The rule in the well-known Coronation case, (Krell v.Henry, L.R. [1903] 2 K.B. 740), went far beyond the necessities of this case, for there, quoting Taylor v. Caldwell (3 B. S. 826), Vaughan Williams, L.J., said (p. 748): "That case at least makes it clear that `where, from the nature of the contract, it appears that the parties must from the beginning have known that it could not be fulfilled unless, when the time for the fulfillment of the contract arrived, some particular specified thing continued to exist, so that when entering into the contract they must have contemplated such continued existence as the foundation of what was to be done; there, in the absence of any express or implied warranty that the thing shall exist, the contract is not to be considered a positive contract, but as subject to an implied condition that the parties shall be excused in case, before breach, performance becomes impossible from the perishing of the thing without default of the contractor.'" The court then holds "that the English law applies the principle not only to cases where the performance of the contract becomes impossible by the cessation of existence of the thing which is the subject-matter of the contract, but also to cases where the event which renders the contract incapable of performance is the cessation or non-existence of an express condition or state of things, going to the root of the contract, and essential to its performance."

It was argued there that the rule was limited to conditions expressly mentioned in the contract.

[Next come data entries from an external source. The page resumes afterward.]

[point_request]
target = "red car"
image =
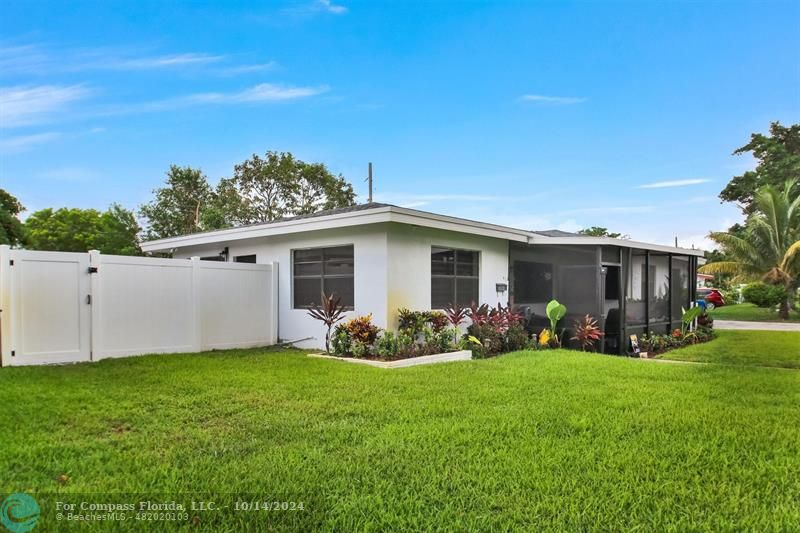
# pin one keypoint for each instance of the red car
(712, 297)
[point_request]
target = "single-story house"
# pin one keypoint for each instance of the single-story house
(379, 258)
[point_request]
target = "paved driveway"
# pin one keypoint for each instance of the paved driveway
(762, 326)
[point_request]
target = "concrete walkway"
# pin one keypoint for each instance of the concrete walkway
(761, 326)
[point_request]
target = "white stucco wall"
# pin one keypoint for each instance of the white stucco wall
(369, 254)
(392, 270)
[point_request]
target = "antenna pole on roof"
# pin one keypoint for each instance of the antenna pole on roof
(369, 179)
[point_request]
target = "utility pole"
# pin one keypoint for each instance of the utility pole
(369, 179)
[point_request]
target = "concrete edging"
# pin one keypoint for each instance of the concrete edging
(461, 355)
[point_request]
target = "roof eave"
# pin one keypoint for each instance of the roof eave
(608, 241)
(340, 220)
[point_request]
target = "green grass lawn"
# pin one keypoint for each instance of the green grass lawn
(533, 440)
(760, 348)
(751, 313)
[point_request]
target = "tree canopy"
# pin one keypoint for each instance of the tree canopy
(79, 230)
(184, 205)
(598, 231)
(778, 160)
(261, 189)
(768, 247)
(278, 185)
(11, 228)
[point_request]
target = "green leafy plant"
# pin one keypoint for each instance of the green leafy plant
(688, 317)
(387, 345)
(555, 311)
(362, 329)
(437, 320)
(329, 313)
(516, 338)
(456, 315)
(587, 332)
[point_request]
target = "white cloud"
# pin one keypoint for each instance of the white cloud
(259, 94)
(552, 100)
(316, 6)
(264, 92)
(156, 62)
(70, 174)
(23, 105)
(249, 69)
(22, 58)
(405, 199)
(36, 59)
(623, 209)
(673, 183)
(26, 142)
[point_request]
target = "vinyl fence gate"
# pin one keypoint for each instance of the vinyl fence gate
(59, 307)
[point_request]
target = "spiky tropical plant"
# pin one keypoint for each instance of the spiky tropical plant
(587, 332)
(770, 247)
(456, 314)
(329, 313)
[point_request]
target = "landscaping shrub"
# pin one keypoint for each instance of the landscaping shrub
(490, 340)
(411, 322)
(421, 333)
(587, 332)
(355, 337)
(497, 329)
(764, 294)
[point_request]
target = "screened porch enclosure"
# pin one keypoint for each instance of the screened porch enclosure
(628, 290)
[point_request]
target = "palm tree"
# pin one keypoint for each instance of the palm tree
(769, 249)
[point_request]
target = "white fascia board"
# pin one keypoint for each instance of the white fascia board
(339, 220)
(608, 241)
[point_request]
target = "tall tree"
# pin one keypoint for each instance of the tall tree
(11, 230)
(778, 160)
(186, 204)
(597, 231)
(278, 185)
(769, 246)
(80, 230)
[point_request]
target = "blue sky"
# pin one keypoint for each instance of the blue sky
(533, 115)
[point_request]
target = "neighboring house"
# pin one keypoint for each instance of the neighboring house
(380, 258)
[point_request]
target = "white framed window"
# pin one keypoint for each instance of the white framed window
(455, 277)
(327, 270)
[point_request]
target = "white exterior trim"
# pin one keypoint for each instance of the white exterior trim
(608, 241)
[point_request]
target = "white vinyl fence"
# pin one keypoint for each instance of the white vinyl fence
(62, 307)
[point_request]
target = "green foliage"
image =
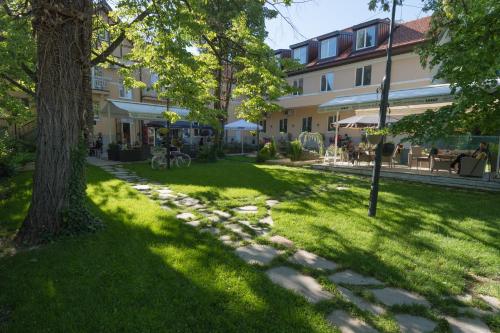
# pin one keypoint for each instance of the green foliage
(295, 150)
(208, 153)
(267, 152)
(312, 141)
(77, 217)
(463, 47)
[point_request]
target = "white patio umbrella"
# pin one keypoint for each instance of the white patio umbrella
(242, 125)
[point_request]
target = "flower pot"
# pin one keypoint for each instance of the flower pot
(374, 139)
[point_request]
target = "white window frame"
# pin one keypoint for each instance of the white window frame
(363, 76)
(327, 48)
(296, 84)
(124, 92)
(364, 32)
(334, 129)
(326, 82)
(299, 52)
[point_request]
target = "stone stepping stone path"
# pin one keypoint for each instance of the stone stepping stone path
(238, 230)
(360, 302)
(414, 324)
(247, 210)
(267, 220)
(289, 278)
(467, 325)
(257, 254)
(350, 277)
(280, 240)
(394, 296)
(311, 260)
(302, 284)
(194, 224)
(348, 324)
(186, 216)
(272, 203)
(222, 214)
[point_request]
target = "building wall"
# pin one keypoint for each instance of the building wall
(407, 73)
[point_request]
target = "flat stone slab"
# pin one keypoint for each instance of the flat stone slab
(186, 216)
(222, 214)
(348, 324)
(360, 302)
(167, 196)
(271, 203)
(238, 229)
(394, 296)
(280, 240)
(142, 187)
(257, 254)
(311, 260)
(213, 218)
(226, 239)
(493, 302)
(211, 230)
(414, 324)
(350, 277)
(189, 201)
(194, 224)
(247, 209)
(302, 284)
(467, 325)
(267, 220)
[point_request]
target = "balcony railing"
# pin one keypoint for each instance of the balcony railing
(100, 83)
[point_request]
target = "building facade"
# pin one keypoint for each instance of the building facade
(348, 63)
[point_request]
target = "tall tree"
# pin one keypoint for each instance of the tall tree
(463, 46)
(63, 33)
(206, 50)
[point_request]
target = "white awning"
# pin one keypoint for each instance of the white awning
(438, 93)
(242, 125)
(142, 111)
(367, 120)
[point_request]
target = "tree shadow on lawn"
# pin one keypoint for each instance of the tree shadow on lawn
(145, 271)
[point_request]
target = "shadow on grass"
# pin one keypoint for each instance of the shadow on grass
(145, 271)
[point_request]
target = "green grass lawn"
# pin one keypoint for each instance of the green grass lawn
(145, 271)
(427, 239)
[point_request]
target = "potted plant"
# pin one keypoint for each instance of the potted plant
(113, 151)
(375, 136)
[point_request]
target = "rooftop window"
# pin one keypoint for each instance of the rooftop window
(300, 54)
(365, 38)
(329, 48)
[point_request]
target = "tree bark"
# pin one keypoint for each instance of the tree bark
(63, 101)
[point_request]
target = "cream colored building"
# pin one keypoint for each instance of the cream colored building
(351, 63)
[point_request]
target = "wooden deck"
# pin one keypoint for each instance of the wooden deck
(422, 175)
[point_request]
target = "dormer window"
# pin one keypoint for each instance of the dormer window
(329, 48)
(365, 38)
(300, 54)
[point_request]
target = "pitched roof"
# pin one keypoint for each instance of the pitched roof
(406, 35)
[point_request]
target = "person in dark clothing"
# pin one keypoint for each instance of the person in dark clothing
(480, 153)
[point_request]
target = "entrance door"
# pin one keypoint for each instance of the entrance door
(126, 133)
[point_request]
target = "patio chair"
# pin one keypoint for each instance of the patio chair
(388, 152)
(472, 167)
(440, 164)
(416, 154)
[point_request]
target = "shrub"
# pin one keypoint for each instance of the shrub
(267, 152)
(208, 153)
(295, 150)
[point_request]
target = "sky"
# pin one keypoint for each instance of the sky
(316, 17)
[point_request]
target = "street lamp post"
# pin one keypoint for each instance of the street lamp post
(372, 210)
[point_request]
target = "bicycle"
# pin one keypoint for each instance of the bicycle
(159, 159)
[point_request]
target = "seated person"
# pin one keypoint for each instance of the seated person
(480, 153)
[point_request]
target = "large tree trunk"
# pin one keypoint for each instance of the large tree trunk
(63, 98)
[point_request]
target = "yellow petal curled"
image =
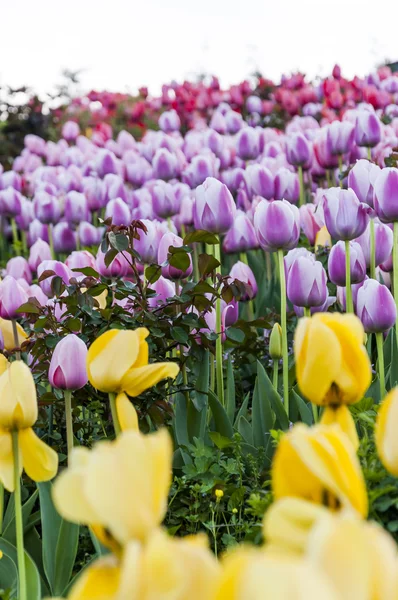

The court held that it was not so limited. But in the case under consideration the condition was expressly stated in the contract, and the defendants' obligation was predicated upon the condition. *197

The principle which should control decision in the case at bar is illustrated most strikingly in cases arising upon bonds and recognizances, where the promise to pay is absolute in terms but is conditioned upon the happening of some event. This court long ago held that in such cases the impossibility of performance of the condition discharged the obligation to perform the promise of payment. (People v. Tubbs, 37 N.Y. 586. See, also, People v. Cook, 30 How. Pr. 110; People v. Cushney, 44 Barb. 118;People v. Bartlett, 3 Hill 570; People v. Manning, 8 Cow. 297; Carpenter v. Stevens, 12 Wend. 589.)

Accordingly, the court having held that the counterclaim is not maintainable, although upon the facts alleged and admitted the husband, if competent, could successfully maintain such an action, it follows that the husband's promise to pay a monthly allowance cannot be enforced during his incompetency, which was adjudged on July 16, 1923. The facts alleged do not constitute a complete defense, since there would be a right to recover payments prior to that date unless barred by the Statute of Limitations, a question with which we are not concerned on this appeal. Under the Civil Practice Act, section 262, the defense was improperly pleaded as a complete defense, but neither court below relied upon this defect in pleading.

For the reasons stated, the order of the Appellate Division should be affirmed, and both questions certified answered in the affirmative without prejudice to defendant to move at Special Term to plead over and allege the matter set up in the "Fourth Defense" as a partial defense.

LEHMAN, Ch. J., LOUGHRAN, CONWAY and DESMOND, JJ., concur with LEWIS, J.; THACHER, J., dissents, in opinion in which RIPPEY, J., concurs.